We reviewed a breakdown of hundreds of referrals to the Cleveland Department of Public Health about crowds, stores and workplaces.
Records show, in most cases, someone from the city simply made a call and spoke to a person at the business named in the complaint, sometimes, only leaving a message.
Suzanne Turner, who is blind, told us she never even got a call back when she contacted the city to get some advice for the blind during the COVID-19 outbreak. In fact, in our review of the city records, there’s no mention of any follow-up next to Turner’s inquiry.
“We got nothing. We heard nothing. No one picked up the phone,” said Turner.
She’s active with the Cleveland chapter of the National Federation of the Blind.
“We use our hands for everything for distance and communication. We just wanted to know what was the best practice,” she said.
We also found bureaucratic bungling after complaints about crowds at playgrounds.
After one complaint, the city health department wrote, “attempted to reach the Cleveland Recreation Department, call could not be completed.”

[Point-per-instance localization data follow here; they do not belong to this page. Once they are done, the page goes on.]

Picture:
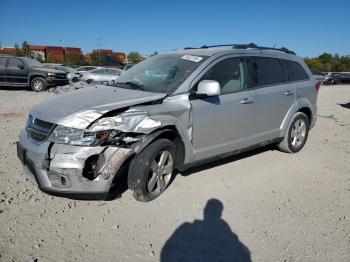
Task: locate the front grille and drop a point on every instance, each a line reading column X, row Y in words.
column 38, row 129
column 43, row 124
column 60, row 76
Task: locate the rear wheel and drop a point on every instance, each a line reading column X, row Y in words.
column 151, row 171
column 38, row 84
column 297, row 134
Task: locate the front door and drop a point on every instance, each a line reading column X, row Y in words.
column 226, row 122
column 2, row 70
column 16, row 71
column 273, row 96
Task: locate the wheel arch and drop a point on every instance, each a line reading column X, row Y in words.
column 302, row 105
column 168, row 132
column 32, row 76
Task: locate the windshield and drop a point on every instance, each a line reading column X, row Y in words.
column 161, row 73
column 32, row 62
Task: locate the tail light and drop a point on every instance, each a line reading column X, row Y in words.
column 317, row 86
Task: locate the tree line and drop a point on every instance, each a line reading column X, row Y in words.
column 329, row 63
column 96, row 58
column 325, row 62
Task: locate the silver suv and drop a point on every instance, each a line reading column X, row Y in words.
column 168, row 112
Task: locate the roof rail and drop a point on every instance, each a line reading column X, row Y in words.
column 246, row 46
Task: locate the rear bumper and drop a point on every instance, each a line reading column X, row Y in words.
column 58, row 169
column 57, row 82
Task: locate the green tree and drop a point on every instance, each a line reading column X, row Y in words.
column 134, row 57
column 18, row 51
column 26, row 50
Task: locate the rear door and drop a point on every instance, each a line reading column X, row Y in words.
column 223, row 123
column 2, row 70
column 16, row 71
column 274, row 97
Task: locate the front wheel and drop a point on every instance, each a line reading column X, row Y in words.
column 296, row 135
column 151, row 171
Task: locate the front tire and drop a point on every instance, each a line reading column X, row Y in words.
column 296, row 135
column 38, row 84
column 151, row 171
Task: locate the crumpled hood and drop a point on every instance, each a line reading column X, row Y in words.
column 79, row 108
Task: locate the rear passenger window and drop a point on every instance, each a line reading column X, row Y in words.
column 2, row 61
column 229, row 73
column 264, row 71
column 294, row 71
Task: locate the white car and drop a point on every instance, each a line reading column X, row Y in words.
column 101, row 75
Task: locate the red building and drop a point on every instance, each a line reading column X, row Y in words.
column 72, row 50
column 54, row 54
column 119, row 56
column 38, row 51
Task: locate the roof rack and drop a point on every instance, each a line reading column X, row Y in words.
column 246, row 46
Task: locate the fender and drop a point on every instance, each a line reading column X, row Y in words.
column 35, row 74
column 189, row 155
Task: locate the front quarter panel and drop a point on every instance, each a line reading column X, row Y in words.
column 175, row 111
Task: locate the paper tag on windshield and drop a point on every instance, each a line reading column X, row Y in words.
column 192, row 58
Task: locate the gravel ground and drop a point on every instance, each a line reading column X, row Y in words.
column 276, row 206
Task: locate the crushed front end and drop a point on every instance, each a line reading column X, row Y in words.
column 73, row 163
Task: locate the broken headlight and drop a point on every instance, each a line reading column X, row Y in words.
column 74, row 136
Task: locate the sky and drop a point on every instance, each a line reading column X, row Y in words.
column 309, row 28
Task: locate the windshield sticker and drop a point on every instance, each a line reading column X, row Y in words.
column 192, row 58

Another time, they noted a worker tried to call Cleveland Rec, and the “line was busy.” Someone finally left a message there four days later.
And, at Zone Rec Center, records show ‘no response not able to leave a message.’
We’ve shown you how Cleveland police have cited a few businesses during the governor’s stay-at-home order. Records show the health department has only made a few visits to sites of complaints.
Cleveland City Hall refused to answer I-TEAM questions for this story.
Turner finally got an email from the city sending those who are blind to go check out a website for more information.
“It’s just insulting, like you said, to just get nothing,” she said.
The city took weeks to release a spreadsheet with about 400 complaints. We’ll push to review more of the complaints that have come in since our last records request.